旧医務隊舎1

 ある駐屯地。


 同じような木造の建物が、三棟並んでいる。


 いずれも築七十年以上の木造舎である。


 これらの建物は、旧陸軍の駐屯地として使われていたものだという。ただ、もうほとんど使われておらず旧舎と呼ばれ、今は、別の場所に建てられた鉄筋コンクリートの新しい建物が隊舎として使われている。
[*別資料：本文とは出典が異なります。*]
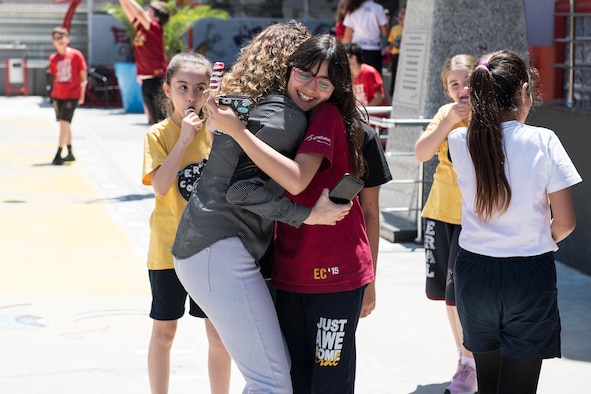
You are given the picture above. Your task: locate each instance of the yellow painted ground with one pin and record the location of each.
(55, 238)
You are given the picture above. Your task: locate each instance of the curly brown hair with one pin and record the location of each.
(263, 64)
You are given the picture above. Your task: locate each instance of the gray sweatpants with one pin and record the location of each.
(226, 283)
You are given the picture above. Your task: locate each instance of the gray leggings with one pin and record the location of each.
(227, 284)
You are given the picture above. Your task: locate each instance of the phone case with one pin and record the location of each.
(345, 189)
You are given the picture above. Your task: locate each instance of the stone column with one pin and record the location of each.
(435, 30)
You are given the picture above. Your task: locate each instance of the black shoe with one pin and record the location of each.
(57, 161)
(69, 157)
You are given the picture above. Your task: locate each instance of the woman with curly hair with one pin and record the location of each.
(319, 272)
(229, 220)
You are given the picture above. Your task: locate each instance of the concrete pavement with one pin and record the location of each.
(74, 295)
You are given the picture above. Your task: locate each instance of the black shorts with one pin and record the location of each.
(169, 297)
(64, 109)
(441, 249)
(509, 304)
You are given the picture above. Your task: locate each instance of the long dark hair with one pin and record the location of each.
(326, 48)
(495, 97)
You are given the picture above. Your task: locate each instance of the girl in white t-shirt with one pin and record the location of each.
(515, 181)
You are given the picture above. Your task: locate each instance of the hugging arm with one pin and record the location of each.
(293, 175)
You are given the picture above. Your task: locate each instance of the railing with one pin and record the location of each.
(391, 123)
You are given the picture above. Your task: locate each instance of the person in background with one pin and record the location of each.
(377, 173)
(393, 47)
(148, 51)
(368, 86)
(442, 211)
(69, 70)
(365, 24)
(175, 152)
(339, 27)
(515, 181)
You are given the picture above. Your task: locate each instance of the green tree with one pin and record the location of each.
(182, 17)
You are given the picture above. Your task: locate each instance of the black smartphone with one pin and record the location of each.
(345, 189)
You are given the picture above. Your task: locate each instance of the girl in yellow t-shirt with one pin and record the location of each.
(175, 152)
(442, 211)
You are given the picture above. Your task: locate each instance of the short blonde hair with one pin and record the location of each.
(458, 62)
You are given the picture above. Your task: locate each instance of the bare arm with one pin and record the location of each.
(293, 175)
(430, 141)
(133, 10)
(369, 199)
(164, 176)
(563, 214)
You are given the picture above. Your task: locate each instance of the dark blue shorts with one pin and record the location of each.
(64, 109)
(441, 248)
(169, 297)
(509, 304)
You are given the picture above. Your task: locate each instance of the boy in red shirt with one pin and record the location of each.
(68, 68)
(368, 85)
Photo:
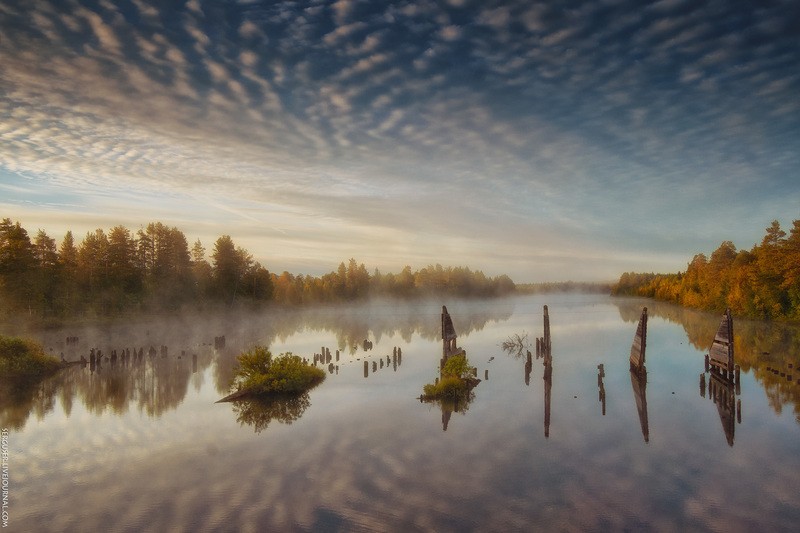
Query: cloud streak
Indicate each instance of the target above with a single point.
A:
(593, 123)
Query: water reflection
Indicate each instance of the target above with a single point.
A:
(259, 412)
(639, 385)
(601, 388)
(151, 363)
(153, 385)
(723, 392)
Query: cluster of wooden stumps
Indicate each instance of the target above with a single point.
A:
(124, 357)
(786, 372)
(724, 382)
(325, 358)
(394, 361)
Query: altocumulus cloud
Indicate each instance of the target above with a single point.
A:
(552, 140)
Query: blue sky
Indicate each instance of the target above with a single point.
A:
(545, 140)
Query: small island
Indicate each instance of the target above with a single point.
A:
(456, 381)
(23, 358)
(261, 375)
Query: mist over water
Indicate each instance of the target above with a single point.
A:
(143, 446)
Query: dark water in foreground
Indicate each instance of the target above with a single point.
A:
(143, 447)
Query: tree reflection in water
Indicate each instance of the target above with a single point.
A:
(259, 412)
(770, 351)
(449, 406)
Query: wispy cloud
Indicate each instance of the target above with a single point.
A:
(572, 123)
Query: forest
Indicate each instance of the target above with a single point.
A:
(762, 283)
(121, 272)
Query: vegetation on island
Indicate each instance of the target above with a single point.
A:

 これは、三十年ほど前のこと。まだ、この旧舎が使われていた時の話である。


 旧舎の一棟は、長らく医務隊舎として使われていたが、やっと新しい建物へと移転することになった。その最終日。後片付けをしながらの移動作業。ところが、この後片付けがなかなか終わらない。とうとう深夜の居残り作業となった。


 Hさんが一人で、その作業をしていた。


 と、上の階から、足音が聞こえてきた。


(あれ、誰か上がったのかな?)


 しかし、階段は一カ所しかなく、この部屋の前を通らなければならない。だとしたら、気づくはずだ。しかもこの建物には、自分以外は誰もいないはずだ。


(見に行かな)


 Hさんは、懐中電灯を片手に階段を上がった。 


 当然ながら、上の階は真っ暗で、人のいる気配もない。 


 やはり、どの部屋も真っ暗で、鍵がかかっている。


(でも、確かに足音してたよな)  


 首をひねりながら、階段を下りようとした。 


 すると、突然、背後に人の気配が来た。


 振り返った。 


 身長が百九十センチ近くある、白人の大男がいた。


 思わず身構えると、男はふっと、目の前の部屋のドアをすり抜け、中へと消えた。


 慌ててその部屋の中も確認したが、やはり誰もいなかった。


 後にわかったことがある。


 その部屋は、先の大戦中、捕虜だった米兵の遺体安置所だったという。